Casinos, lawyers and notaries offices, property sales businesses and even banks are “easy targets for money laundering”, explains Diário de Notícias, stressing that while risks are “not elevated”, the study’s conclusions “show the country could be the focus of new operational developments, whether these involve attacks abroad or on foreign targets executed on national soil”.
The situation, adds the Observatory of Security, Organised Criminality and Terrorism (OSCOT), comes from Portugal’s “geostrategic position” in Europe (so close to North Africa), as well as because it is a member of the EU and “frontally condemns acts by Daesh or Al-Qaeda”.
On the case for the last two years, OSCOT’s president Rui Pereira adds: “Despite the Islamic community here in Portugal being composed by well-integrated people, we cannot and must not exclude (the possibility) that they could have the temptation to finance terrorist activities.”
The article in DN gives ratings as to the likelihood of risks being run in Portugal. For example, banks and other financial institutions show a “medium” risk of financing terrorism and money-laundering, while the property sales sector, along with “the activity of notaries”, is considered “very high”.

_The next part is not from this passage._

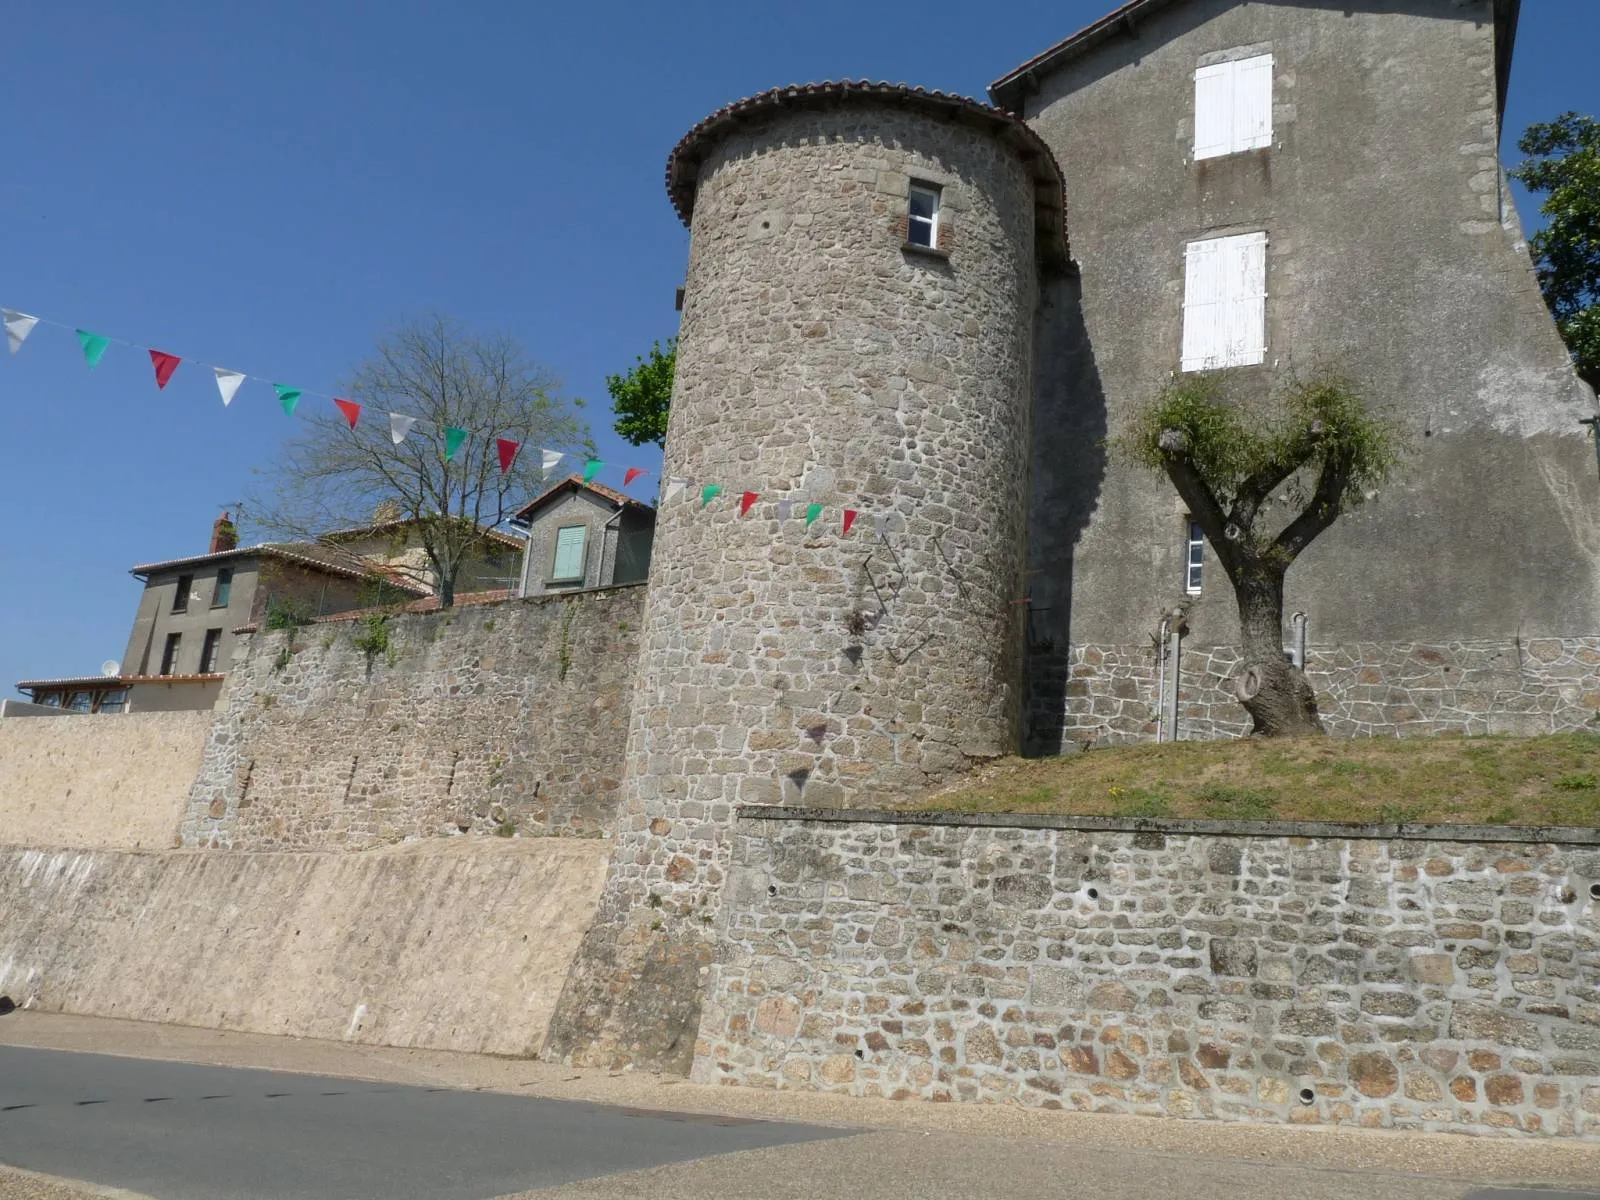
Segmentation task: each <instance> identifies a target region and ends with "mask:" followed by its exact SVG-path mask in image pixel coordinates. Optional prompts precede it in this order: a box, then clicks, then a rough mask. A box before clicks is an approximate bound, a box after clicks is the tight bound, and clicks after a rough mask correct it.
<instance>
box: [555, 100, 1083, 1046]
mask: <svg viewBox="0 0 1600 1200" xmlns="http://www.w3.org/2000/svg"><path fill="white" fill-rule="evenodd" d="M667 190H669V192H670V195H672V202H674V205H675V206H677V210H678V214H680V216H682V218H683V221H685V222H686V224H688V226H690V232H691V238H690V269H688V280H686V286H685V306H683V325H682V331H680V339H678V358H677V381H675V389H674V400H672V418H670V426H669V430H667V448H666V466H664V470H662V474H664V475H666V477H667V478H669V488H667V493H669V494H667V496H666V498H664V502H662V506H661V510H659V515H658V522H656V541H654V550H653V555H651V573H650V595H648V600H646V611H645V629H643V645H642V658H640V667H638V683H637V691H635V696H634V709H632V725H630V733H629V749H627V773H626V778H624V782H622V806H621V818H619V827H618V842H616V850H614V854H613V862H611V875H610V878H608V883H606V894H605V898H603V901H602V909H600V914H598V917H597V918H595V923H594V926H592V930H590V933H589V938H587V939H586V942H584V947H582V950H581V954H579V957H578V963H576V966H574V970H573V973H571V976H570V978H568V984H566V989H565V992H563V995H562V1002H560V1005H558V1008H557V1013H555V1019H554V1021H552V1027H550V1040H549V1043H547V1051H546V1053H547V1054H550V1056H557V1058H568V1059H571V1061H578V1062H621V1061H634V1062H640V1064H654V1066H659V1067H667V1069H680V1070H683V1069H686V1067H688V1064H690V1056H691V1054H693V1046H694V1035H696V1029H698V1019H699V997H701V989H702V986H704V974H706V971H707V970H709V962H710V922H712V920H714V914H715V910H717V904H718V898H720V886H722V880H723V875H725V866H726V854H728V830H730V827H731V824H733V806H734V805H736V803H789V805H862V806H864V805H875V803H882V802H888V800H898V798H902V797H906V795H910V794H914V792H917V790H920V789H925V787H928V786H933V784H939V782H942V781H946V779H949V778H952V776H955V774H958V773H960V771H965V770H966V768H970V766H971V765H973V763H976V762H979V760H984V758H990V757H994V755H1000V754H1005V752H1008V750H1014V749H1016V746H1018V734H1019V730H1018V725H1019V690H1021V680H1019V674H1021V648H1022V619H1024V613H1026V605H1024V603H1021V602H1022V597H1024V576H1022V562H1024V550H1026V546H1024V539H1026V536H1024V509H1026V496H1027V461H1029V454H1027V442H1029V410H1030V400H1032V387H1030V382H1032V381H1030V374H1032V347H1034V317H1035V304H1037V296H1038V280H1040V272H1042V270H1045V272H1051V270H1059V269H1064V267H1066V264H1067V248H1066V229H1064V213H1062V189H1061V173H1059V170H1058V166H1056V162H1054V158H1053V157H1051V154H1050V150H1048V149H1046V147H1045V144H1043V142H1042V141H1040V139H1038V138H1037V136H1035V134H1034V133H1032V131H1030V130H1029V128H1027V126H1026V125H1024V123H1022V122H1019V120H1016V118H1014V117H1011V115H1008V114H1005V112H1000V110H997V109H992V107H987V106H984V104H978V102H974V101H970V99H963V98H958V96H946V94H941V93H933V91H922V90H917V88H907V86H899V85H886V83H866V82H862V83H819V85H811V86H800V88H781V90H776V91H770V93H763V94H760V96H754V98H750V99H744V101H739V102H738V104H733V106H730V107H726V109H722V110H720V112H715V114H712V115H710V117H709V118H706V120H704V122H701V123H699V125H696V126H694V128H693V130H690V133H688V134H686V136H685V138H683V141H682V142H678V146H677V149H675V150H674V152H672V157H670V160H669V163H667ZM709 486H720V493H717V494H714V496H712V494H710V493H707V491H706V490H707V488H709ZM747 493H755V499H754V502H752V504H750V507H749V510H747V512H741V507H742V499H744V498H746V494H747ZM707 496H710V499H709V502H707ZM808 506H821V515H818V517H816V518H814V520H810V522H808ZM846 509H850V510H853V512H856V514H858V515H856V518H854V525H853V528H851V530H850V531H848V534H846V533H845V510H846Z"/></svg>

More moderate, says DN, are risks posed “by the activity practised in casinos, by lawyers and solicitors”.
The report followed news over the weekend that terrorism has left the nation’s police forces exhausted and short-staffed.

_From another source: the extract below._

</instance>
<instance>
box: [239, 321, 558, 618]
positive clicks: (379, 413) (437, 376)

“Hundreds of police” are up in arms over “demands to patrol areas with high numbers of tourists in Lisbon and Porto, due to Europe’s terror threats”, reports national tabloid Correio da Manhã.
The PSP’s association of syndicates is calling for more “means” to address the new reality – a move that has been recognised by lawyer Paulo Saragoça da Matta, who said, in conversation with DN, that the situation “cannot be controlled by national security forces” alone.
“We need to appeal for help from countries accustomed to these operations of internal security”, he warned.